Advertisement

Culture Stage Theatre

Stage Scenes: reviews and news roundup

Vibrant layered collage of theatrical and comedic performances showcasing Toronto’s diverse arts and culture scene, featuring bold colors, dynamic characters, and creative staging.
Stage Scenes

Now that Toronto’s stages have returned to (almost) normal – with anywhere from three to six productions opening in any given week (not even counting Stratford, Shaw or the other festivals) – things have become too busy for me to write full-length reviews of everything I see.

Last week I spent most of my time helping assemble NOW’s biggest issue of the year, the Hot Summer Guide, which included a cover interview with comedy writer and stand-up Brandon Ash-Mohammed, who performs at Pridezilla this week. And at least for the time being, there is no budget for freelance stage reviewers.

So I’ve decided to resurrect NOW’s Stage Scenes column to include my thoughts on recent productions, news items, upcoming shows, etc. Including something in this column doesn’t mean it’s less important than a show that gets a full review. But Stage Scenes will allow me to mention one-offs like cabarets, talks, comedy shows and albums. I’ll also get to weigh in on shows that had limited runs.
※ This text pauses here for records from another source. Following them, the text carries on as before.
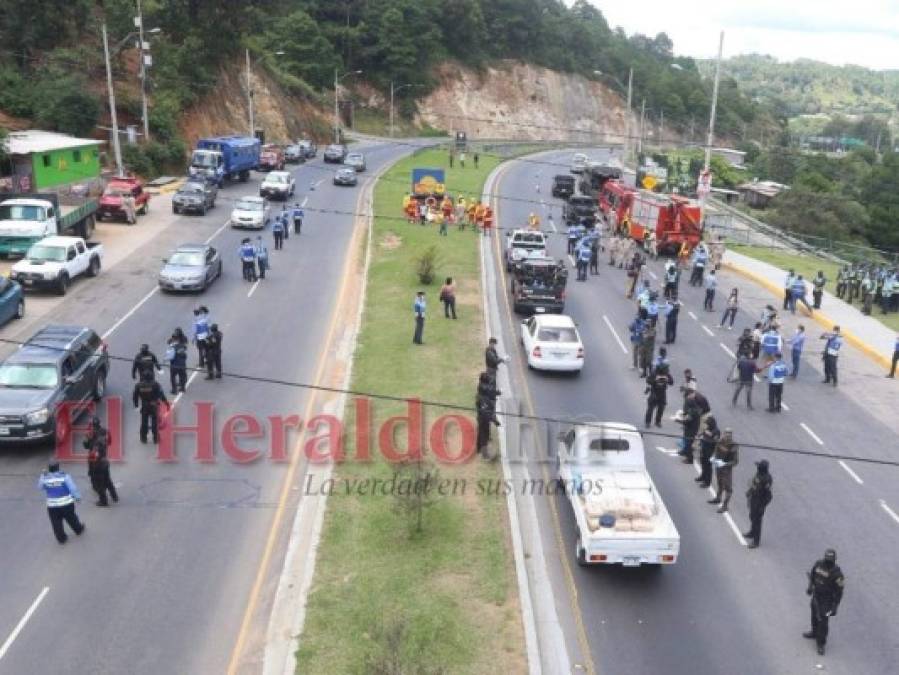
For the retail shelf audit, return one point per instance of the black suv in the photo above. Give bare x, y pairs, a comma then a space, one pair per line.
59, 365
580, 210
563, 186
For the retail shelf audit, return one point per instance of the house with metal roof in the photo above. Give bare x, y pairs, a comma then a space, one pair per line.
44, 160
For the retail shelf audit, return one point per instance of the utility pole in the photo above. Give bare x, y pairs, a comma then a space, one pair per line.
391, 108
336, 104
711, 137
116, 147
143, 71
250, 97
642, 121
628, 131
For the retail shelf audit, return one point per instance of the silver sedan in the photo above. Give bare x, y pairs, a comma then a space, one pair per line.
191, 267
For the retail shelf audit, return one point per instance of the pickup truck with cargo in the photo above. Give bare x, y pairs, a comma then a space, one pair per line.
53, 263
538, 286
114, 194
27, 218
563, 186
49, 382
580, 210
221, 157
522, 244
619, 514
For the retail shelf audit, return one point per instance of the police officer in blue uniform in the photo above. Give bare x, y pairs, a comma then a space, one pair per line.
831, 354
62, 493
297, 214
247, 255
777, 374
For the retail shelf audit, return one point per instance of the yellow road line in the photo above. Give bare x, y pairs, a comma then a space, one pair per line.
825, 321
557, 527
296, 455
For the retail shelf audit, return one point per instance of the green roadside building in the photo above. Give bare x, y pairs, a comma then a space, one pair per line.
41, 161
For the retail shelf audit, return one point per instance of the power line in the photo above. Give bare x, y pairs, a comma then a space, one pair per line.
443, 405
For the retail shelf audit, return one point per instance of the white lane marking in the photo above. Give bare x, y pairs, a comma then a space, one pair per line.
614, 333
130, 312
883, 505
811, 433
19, 626
190, 379
852, 473
736, 530
217, 232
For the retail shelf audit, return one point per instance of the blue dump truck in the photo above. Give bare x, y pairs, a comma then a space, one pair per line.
216, 159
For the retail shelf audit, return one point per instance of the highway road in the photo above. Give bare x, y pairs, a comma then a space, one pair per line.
159, 583
722, 608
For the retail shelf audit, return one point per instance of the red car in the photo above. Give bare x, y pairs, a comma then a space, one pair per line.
271, 158
116, 190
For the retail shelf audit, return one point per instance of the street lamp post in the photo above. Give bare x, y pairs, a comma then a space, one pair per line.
116, 147
393, 91
252, 119
337, 80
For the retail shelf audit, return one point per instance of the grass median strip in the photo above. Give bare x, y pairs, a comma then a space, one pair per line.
442, 598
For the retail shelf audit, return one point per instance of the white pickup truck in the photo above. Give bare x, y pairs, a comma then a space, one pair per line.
523, 244
620, 516
54, 261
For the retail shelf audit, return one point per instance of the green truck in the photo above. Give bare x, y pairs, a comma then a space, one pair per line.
28, 218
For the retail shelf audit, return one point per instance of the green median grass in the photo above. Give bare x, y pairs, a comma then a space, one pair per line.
385, 596
808, 267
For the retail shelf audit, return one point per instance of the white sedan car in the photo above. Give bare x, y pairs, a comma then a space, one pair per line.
551, 342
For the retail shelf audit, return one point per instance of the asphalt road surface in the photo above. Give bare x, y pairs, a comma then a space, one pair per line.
159, 582
722, 608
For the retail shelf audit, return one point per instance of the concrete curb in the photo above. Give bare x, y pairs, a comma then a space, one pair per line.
818, 316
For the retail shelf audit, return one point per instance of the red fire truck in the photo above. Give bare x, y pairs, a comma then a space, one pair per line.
615, 200
673, 218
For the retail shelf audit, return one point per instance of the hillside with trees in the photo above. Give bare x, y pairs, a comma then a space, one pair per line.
52, 73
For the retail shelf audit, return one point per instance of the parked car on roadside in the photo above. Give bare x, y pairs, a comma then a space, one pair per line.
309, 148
278, 185
335, 154
195, 197
293, 154
345, 176
355, 160
250, 212
116, 190
54, 261
12, 300
191, 267
49, 382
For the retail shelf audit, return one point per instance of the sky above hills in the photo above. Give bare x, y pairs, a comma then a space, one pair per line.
863, 32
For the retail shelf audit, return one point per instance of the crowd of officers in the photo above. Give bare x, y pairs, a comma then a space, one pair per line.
871, 285
442, 211
718, 453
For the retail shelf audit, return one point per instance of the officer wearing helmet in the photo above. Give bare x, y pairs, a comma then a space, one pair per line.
758, 496
145, 362
149, 395
825, 585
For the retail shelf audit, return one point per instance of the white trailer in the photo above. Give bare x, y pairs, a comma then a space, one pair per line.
620, 516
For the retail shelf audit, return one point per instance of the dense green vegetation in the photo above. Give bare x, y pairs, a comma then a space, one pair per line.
854, 197
51, 67
809, 87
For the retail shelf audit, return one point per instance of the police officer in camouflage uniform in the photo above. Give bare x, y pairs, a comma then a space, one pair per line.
825, 585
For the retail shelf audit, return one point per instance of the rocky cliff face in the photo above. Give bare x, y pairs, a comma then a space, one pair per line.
512, 100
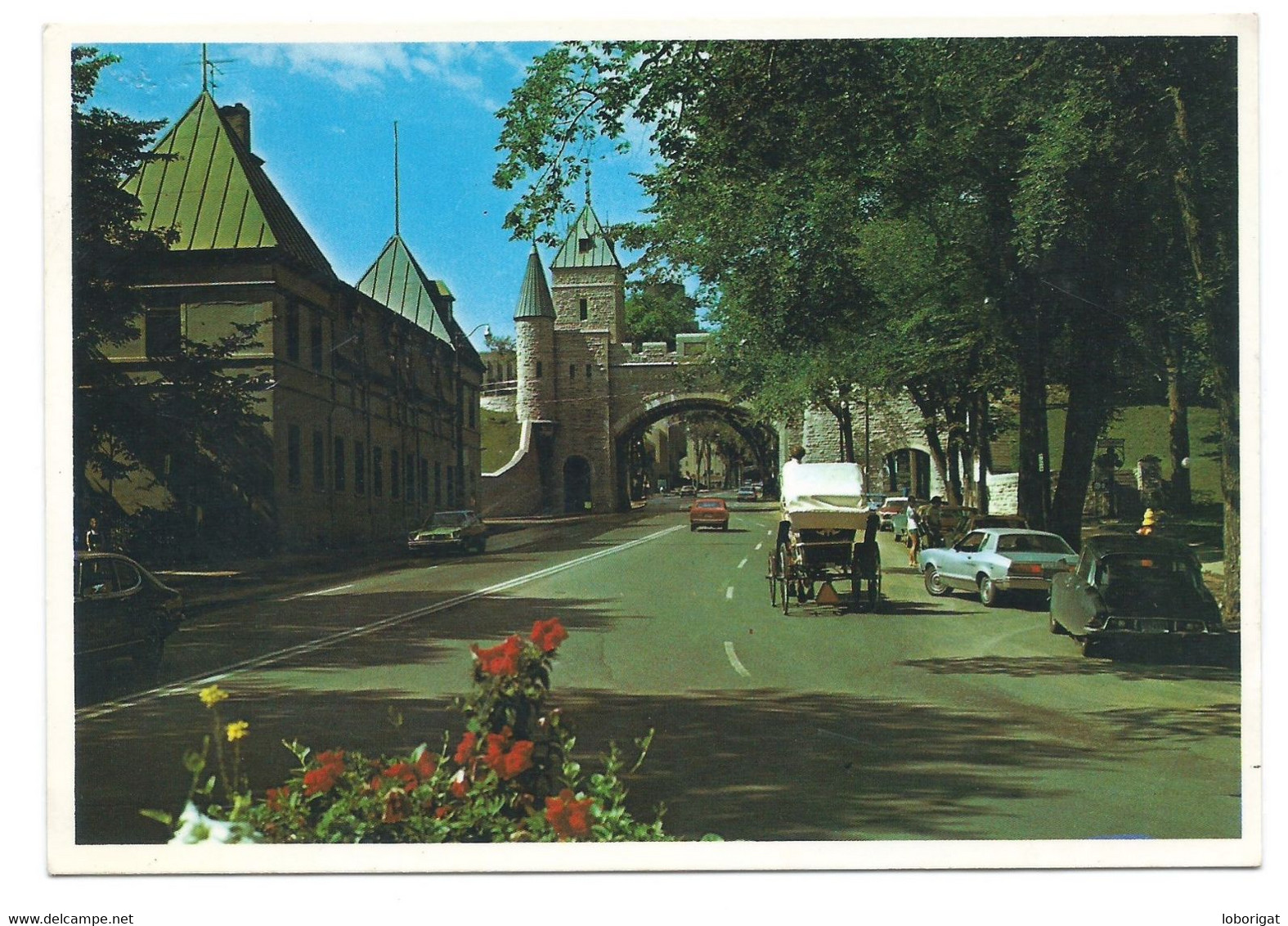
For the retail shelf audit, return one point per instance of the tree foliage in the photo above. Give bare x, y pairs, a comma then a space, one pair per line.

So look for this roundup semi-regularly. And if you have any tips or news items, please send them my way at glenns at nowtoronto dot com or @glennsumi.

The Herd is back

Advertisement

Tarragon Theatre‘s production of Kenneth T. Williams‘s The Herd had to pause last week because of illness in its cast. But it returns for a final week of performances before its scheduled June 12 closing.

I wish I could recommend it more. When rare twin white bison are discovered in a Saskatchewan First Nation herd, the reserve is thrown into chaos. Indigenous geneticist Vanessa Brokenhorn (Tai Amy Grauman) tries to study them; YouTube vlogger Coyote Jackson (Todd Houseman) hopes to capture footage of the animals and perhaps discover whether their rare presence fulfils an ancient prophecy; and an Irish woman from the EU named Aislinn Kennedy (Shyanne Duquette) has an economic interest in the discovery, which we will soon find out.

While both the plot (the prophecy is never explained) and characters’ interactions could use more development, and the acting more nuance, what comes across well in Tara Beagan‘s production is the various ways this small community is being exploited. Which, sadly, is nothing new.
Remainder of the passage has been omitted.